Importateurs de céramique: Le dumping est une accusation fallacieuse
Face aux accusations de l’APIC (association des producteurs de céramique), l’APISA (association des importateurs de céramique) se défend de toute concurrence déloyale et dénonce en retour une industrie locale peu compétitive, énergivore, maintenue par les aides indirectes de l’Etat.
Au mois de juin, nous publiions un article sur ces céramistes qui, face aux menaces sur leur emploi, avaient déposé une requête de mesure anti-dumping auprès des autorités de régulation. En cause, les importations de céramique en provenance d’Italie mais surtout d’Espagne, à des prix dits anti-concurrentiels, en-dessous du prix de marché.
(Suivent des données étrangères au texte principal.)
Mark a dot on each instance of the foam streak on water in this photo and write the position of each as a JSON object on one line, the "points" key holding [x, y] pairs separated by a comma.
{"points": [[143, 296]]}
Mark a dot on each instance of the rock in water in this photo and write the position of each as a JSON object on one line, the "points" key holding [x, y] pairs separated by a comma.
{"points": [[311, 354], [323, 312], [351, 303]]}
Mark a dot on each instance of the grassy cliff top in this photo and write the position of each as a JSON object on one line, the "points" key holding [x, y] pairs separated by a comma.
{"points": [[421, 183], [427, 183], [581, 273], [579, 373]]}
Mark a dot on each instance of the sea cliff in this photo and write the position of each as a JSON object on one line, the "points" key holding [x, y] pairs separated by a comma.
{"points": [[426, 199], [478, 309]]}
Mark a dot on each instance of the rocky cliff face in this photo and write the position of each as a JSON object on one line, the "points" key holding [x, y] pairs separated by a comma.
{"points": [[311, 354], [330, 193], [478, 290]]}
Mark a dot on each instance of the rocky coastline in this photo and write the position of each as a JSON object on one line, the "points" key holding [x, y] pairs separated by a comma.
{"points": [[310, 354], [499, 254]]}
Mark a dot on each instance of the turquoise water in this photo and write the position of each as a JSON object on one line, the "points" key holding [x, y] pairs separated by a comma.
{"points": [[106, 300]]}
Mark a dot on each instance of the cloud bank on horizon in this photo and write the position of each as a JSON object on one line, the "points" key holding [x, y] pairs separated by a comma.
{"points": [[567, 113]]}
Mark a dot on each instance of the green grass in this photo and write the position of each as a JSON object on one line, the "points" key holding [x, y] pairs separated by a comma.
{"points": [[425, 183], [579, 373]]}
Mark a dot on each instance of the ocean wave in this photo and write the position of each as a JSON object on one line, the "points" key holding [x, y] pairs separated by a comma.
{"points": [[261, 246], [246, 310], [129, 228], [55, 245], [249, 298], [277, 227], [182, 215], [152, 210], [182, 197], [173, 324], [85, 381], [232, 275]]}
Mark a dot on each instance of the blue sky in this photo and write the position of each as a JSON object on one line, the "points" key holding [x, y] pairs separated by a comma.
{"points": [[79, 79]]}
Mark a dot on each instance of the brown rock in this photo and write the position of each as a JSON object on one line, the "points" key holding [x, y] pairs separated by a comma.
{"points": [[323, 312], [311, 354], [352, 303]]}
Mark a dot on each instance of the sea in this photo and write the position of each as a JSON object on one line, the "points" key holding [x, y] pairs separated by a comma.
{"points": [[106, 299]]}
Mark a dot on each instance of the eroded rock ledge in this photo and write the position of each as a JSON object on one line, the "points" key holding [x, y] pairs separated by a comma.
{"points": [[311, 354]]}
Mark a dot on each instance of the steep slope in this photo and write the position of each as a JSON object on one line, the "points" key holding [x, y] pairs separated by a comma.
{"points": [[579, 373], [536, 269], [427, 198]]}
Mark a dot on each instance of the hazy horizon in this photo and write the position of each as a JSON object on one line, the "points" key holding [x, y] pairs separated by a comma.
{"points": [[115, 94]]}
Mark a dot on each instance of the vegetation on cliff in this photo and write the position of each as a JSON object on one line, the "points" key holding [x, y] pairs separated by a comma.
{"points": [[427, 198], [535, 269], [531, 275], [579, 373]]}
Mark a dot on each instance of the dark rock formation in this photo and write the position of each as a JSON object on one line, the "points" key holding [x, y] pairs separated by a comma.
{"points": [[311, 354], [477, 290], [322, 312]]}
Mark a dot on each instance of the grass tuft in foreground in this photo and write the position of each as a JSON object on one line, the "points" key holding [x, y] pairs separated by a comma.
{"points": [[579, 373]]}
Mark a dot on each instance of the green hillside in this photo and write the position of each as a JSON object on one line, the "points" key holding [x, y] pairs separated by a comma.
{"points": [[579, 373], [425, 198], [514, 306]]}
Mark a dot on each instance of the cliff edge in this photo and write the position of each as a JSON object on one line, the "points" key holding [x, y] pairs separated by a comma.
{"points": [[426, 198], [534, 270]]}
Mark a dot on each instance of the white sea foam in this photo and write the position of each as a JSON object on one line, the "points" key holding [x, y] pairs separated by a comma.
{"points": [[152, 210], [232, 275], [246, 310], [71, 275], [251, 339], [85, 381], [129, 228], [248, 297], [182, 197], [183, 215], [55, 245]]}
Légitimement, les importateurs de céramique représentés par leur association, l’APISA, répliquent que l’accusation est fallacieuse et cherchent à défendre leur activité à travers une lettre peu amène transmise à notre rédaction. La réponse apportée est très précise et accusatoire; il ne manque que les éléments de prix pourtant nécessaires pour contester la tricherie.
Une entreprise qui paye ses impôts ne triche pas
Pour l’APISA, l’APIC n’apporte aucune preuve tangible aux allégations de dumping. Rappelons que les producteurs affirmaient que le carreau espagnol, vendu 30 DH le mètre carré, contre 45 à 50 DH pour le carreau marocain, était vendu moins cher qu’en Espagne même.
Si l’APISA n’apporte aucun élément chiffré sur les prix, elle joue le jeu de la transparence fiscale en divulguant quelques masses sur les entreprises qu’elle représente: les 70 entreprises qui emploient 2.000 personnes paient au Maroc 60 millions de DH d’impôt sur les sociétés, et 400 millions de DH de droits et taxes à l’importation. Ces entreprises sont engagées dans le commerce, la distribution et l’immobilier et contribuent à «l’amélioration de la qualité technique et esthétique du bâti».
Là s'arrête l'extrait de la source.